Some of the real-world examples include:

  • Alibaba owns the entire system of a search engine, payment, delivery, among others.
  • Ikea bought forests in Romania so that it can independently own the raw materials.
  • Apple controls all its production and distribution processes.
  • Google acquired Motorola, a smartphone producer in 2012.
  • Amazon is producing Kindle Fire Tablets so that customers can read books with them.

Key Differences Between Vertical and Horizontal Integration

There are two ways a company can realize growth; vertical and horizontal integration
A company can achieve growth through vertical or horizontal integration


Horizontal integration takes place when a company purchases another in the same industry or with the same operational activities. Conversely, vertical integration takes when a company acquires a company in the same supply chain.


While horizontalintegration aims at ensuring the business size and production scale increases, vertical integration, on the other hand, aims at strengthening and smoothing the activities in the production-distribution process.


The best thing about horizontal integration is that it cuts off competition, which pushes the company’s market share. In contrast, vertical integration lowers the production costs and reduces wastage of time and resources.


Horizontal integration helps your company to take control of the market. However, vertical integration helps a company to control the whole industry.

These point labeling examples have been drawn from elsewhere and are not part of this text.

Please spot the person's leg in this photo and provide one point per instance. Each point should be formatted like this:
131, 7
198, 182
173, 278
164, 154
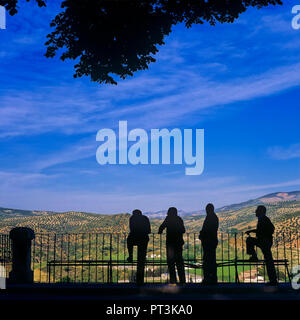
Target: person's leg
205, 262
250, 247
180, 264
171, 262
209, 262
140, 272
213, 263
266, 250
130, 244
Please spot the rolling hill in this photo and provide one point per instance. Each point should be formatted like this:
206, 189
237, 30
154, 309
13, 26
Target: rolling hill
282, 207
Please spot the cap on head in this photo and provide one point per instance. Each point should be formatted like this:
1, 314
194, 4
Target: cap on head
172, 212
260, 211
210, 208
137, 212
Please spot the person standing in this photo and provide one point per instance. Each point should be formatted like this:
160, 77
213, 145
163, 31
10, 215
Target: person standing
209, 239
139, 226
264, 240
174, 242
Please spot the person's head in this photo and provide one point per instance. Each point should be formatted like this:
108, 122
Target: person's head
172, 212
210, 208
137, 212
260, 211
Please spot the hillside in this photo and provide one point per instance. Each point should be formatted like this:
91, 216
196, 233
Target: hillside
68, 222
282, 207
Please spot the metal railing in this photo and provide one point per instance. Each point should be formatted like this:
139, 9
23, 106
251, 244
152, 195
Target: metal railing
102, 258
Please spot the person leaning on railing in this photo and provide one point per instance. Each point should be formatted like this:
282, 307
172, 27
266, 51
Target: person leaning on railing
139, 226
174, 242
264, 240
209, 239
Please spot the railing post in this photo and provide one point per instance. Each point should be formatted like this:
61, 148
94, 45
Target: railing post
21, 255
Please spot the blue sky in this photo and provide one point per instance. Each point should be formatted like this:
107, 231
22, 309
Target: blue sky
238, 82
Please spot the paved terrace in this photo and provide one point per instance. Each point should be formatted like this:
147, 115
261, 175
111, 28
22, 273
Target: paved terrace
121, 292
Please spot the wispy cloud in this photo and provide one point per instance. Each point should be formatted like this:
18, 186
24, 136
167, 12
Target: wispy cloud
281, 153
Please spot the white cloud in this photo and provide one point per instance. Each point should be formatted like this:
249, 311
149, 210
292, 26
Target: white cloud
281, 153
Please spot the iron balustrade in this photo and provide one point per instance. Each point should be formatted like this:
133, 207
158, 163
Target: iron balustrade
102, 258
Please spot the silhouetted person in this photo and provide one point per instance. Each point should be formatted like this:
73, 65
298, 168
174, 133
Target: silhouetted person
139, 226
264, 240
174, 243
209, 239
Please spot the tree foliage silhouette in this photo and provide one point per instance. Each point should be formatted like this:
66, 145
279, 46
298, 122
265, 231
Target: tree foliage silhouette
115, 38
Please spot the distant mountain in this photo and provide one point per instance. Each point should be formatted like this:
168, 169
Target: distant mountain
266, 199
6, 212
282, 207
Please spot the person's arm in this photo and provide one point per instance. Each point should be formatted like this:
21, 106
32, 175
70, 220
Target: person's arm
130, 224
251, 231
162, 226
148, 226
182, 226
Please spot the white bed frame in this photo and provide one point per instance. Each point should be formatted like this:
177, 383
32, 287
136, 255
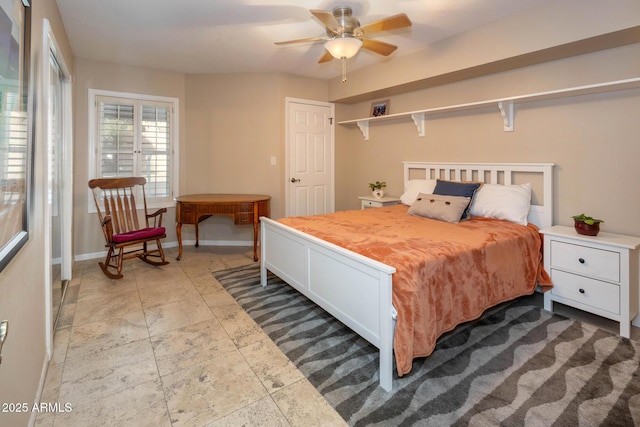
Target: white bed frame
357, 290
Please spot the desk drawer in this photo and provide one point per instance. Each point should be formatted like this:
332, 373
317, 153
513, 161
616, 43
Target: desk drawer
586, 261
594, 293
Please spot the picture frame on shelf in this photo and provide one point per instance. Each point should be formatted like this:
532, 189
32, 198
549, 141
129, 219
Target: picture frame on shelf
380, 108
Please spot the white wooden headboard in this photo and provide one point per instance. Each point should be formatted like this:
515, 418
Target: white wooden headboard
541, 213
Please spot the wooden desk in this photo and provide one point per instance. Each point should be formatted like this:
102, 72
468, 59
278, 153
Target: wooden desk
242, 208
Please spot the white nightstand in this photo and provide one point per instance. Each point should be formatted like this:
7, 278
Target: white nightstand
372, 202
595, 274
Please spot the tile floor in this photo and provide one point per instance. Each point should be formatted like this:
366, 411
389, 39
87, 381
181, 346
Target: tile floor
167, 346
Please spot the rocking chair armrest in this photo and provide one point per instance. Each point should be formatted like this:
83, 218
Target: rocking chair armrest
157, 216
107, 228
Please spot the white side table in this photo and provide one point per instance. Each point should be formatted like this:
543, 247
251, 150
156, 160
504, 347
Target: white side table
373, 202
595, 274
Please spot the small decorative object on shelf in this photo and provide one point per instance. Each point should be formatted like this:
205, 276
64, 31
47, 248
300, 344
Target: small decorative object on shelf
586, 225
377, 188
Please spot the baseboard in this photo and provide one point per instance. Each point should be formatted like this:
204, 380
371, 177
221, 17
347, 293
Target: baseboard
96, 255
43, 378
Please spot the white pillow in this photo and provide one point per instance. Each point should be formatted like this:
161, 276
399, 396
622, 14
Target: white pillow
414, 187
507, 202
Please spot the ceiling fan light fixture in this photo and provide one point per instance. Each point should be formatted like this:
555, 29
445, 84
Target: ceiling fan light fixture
346, 47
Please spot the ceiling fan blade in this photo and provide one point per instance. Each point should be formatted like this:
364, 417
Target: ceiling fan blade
326, 18
391, 23
376, 46
307, 40
326, 57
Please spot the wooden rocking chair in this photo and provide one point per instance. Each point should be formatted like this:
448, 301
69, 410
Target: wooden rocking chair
116, 205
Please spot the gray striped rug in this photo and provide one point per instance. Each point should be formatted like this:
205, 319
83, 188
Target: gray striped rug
516, 365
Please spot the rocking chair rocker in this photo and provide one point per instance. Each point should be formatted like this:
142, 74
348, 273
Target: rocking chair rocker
116, 205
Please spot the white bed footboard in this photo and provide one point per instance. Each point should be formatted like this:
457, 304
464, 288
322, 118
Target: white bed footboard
352, 288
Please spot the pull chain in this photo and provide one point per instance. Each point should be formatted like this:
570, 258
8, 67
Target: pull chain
344, 69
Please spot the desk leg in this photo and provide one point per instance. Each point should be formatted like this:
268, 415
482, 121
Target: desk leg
179, 233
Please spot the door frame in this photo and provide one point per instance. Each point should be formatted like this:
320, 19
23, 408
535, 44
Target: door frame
287, 176
50, 46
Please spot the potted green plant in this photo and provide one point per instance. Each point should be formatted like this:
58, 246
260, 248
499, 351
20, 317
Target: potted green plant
586, 225
377, 188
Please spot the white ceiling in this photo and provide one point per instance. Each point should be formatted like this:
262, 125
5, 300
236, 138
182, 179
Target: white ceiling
230, 36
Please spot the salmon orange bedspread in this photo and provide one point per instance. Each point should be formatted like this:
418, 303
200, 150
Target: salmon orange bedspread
446, 273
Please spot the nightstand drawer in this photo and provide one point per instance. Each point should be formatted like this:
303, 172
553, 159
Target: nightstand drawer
592, 262
370, 204
594, 293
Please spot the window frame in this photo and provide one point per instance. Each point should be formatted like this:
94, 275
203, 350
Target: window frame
94, 142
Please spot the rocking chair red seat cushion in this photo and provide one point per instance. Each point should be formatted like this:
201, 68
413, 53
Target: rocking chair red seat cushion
144, 234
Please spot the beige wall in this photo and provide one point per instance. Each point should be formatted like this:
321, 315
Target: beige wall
536, 30
235, 124
592, 139
22, 282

Horizontal integration doesn’t bring self-sufficiency since the company will still need various functional departments to run smoothly but brings synergy. Contrarily, vertical integration promotes both synergy and self-sufficiency since it has acquired another functional level of the business.

Bottom Line

It’s no doubt that these two strategies play a critical role in expanding the company’s business operation and outwitting their competitors. Horizontal integration helps companies to obtain a considerable market share, whereas vertical integration smoothens the operation efficiency as well as enhancing profit margins. Beware! Before choosing between these strategies, consider your company’s growth objectives- both short-term and long-term.